Durante el encuentro, Lucas le habló de su libro [¡Ostras! Cómo me acuerdo de Paco Umbral el día que Mercedes Milà le iba a hacer una entrevista sobre su último libro y el tipo se cabreó como una mona, porque no hablaron del libro para nada]. Marisa le puntualizó que le compraría un ejemplar si se lo dedicaba.

Lucas, aprovechó para escribirle una dedicatoria con enjundia. De su cabeza florecían las palabras que suele utilizar cuando ha de escribir un texto extraordinario, como casi todos los que salen de su Pilot de la suerte.

Más conversaciones distendidas. Buen rollo. De vez en cuando, Marisa miraba de reojo la hora en el móvil.

Lucas, que no se pierde un solo detalle, se dio cuenta y valoró que podría tener prisa o se estaba aburriendo. Un abrazo de desconocidos y dos besitos de mejilla fueron el último contacto físico entre ellos. La acompañó al tren y se despidieron en el andén. Sería para siempre, -pensó Lucas convencido-.

Al día siguiente, cuando los pensamientos ya se habían aposentado en una pequeña zona del córtex que tiene reservada para madurar sus impulsos, Lucas le envió un mensaje por whats, despidiéndose muy educadamente.

Querida Marisa,

Ya sé que sesenta kilómetros no son demasiada distancia, pero hoy por hoy, y teniendo en cuenta mis horarios, creo que será complicado encontrarnos con una cierta continuidad. Eres muy intensa e interesante, pero no me veo yendo de aquí para allá.

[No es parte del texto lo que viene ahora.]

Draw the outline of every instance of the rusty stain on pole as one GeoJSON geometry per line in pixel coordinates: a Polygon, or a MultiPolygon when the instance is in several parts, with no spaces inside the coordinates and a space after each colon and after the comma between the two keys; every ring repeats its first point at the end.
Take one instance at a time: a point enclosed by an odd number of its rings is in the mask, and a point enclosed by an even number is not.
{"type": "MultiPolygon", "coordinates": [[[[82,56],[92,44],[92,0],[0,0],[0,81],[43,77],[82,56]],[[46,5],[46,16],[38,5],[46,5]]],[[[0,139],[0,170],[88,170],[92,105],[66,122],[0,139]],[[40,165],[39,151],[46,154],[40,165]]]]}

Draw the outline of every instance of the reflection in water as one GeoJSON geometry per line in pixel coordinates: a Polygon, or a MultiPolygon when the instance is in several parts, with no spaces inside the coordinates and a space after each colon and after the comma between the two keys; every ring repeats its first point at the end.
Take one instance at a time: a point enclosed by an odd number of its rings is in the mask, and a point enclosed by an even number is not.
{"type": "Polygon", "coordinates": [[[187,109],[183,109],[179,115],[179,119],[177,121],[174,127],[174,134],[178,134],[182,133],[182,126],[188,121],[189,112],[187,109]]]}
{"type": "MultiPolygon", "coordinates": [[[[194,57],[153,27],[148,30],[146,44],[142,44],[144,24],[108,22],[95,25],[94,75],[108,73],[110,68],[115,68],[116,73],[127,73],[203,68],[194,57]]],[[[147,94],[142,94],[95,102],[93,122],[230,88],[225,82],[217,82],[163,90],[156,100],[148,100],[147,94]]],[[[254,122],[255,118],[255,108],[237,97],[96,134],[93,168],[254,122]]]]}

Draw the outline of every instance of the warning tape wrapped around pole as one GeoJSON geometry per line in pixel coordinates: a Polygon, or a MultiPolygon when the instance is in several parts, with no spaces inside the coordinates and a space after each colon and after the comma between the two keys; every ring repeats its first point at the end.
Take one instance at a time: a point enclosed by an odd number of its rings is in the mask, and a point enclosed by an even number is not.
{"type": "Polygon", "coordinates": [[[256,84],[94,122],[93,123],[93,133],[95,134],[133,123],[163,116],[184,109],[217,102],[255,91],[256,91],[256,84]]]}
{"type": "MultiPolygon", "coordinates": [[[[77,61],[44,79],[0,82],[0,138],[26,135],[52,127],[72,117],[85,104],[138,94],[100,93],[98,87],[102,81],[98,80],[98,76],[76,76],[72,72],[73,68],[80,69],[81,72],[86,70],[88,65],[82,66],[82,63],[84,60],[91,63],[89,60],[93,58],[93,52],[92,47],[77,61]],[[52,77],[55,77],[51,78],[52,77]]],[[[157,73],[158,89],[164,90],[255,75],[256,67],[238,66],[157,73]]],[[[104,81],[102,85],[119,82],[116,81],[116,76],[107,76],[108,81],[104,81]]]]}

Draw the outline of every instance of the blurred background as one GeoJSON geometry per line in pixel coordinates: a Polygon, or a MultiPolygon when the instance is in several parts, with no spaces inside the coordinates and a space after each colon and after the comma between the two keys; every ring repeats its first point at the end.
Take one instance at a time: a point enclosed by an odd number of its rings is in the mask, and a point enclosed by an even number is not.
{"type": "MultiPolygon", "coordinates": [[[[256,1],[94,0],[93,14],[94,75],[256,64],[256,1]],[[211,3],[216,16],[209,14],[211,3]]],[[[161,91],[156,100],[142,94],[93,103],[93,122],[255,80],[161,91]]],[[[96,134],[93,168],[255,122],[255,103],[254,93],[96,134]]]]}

Es muy probable que pierda una buena oportunidad, pero, sinceramente, es inoperativo.

Últimamente estoy bastante cansado y me duermo en cualquier lugar.

El encuentro ha sido muy curioso. Cinco minutos dan para cambiar el destino de dos personas que no se conocen de nada.

Si en vez de sesenta, fueran veinte, las circunstancias serían otras. Supongo que estarás de acuerdo con mi planteamiento, ¿no?

Con cariño, Lucas

Marisa coincidió con Lucas en que la distancia es un impedimento y asintió en que lo mejor es no invertir tiempo. Fue un placer por ambas partes haberse encontrado y como dice nuestro amigo Biel, «tal dia farà un any».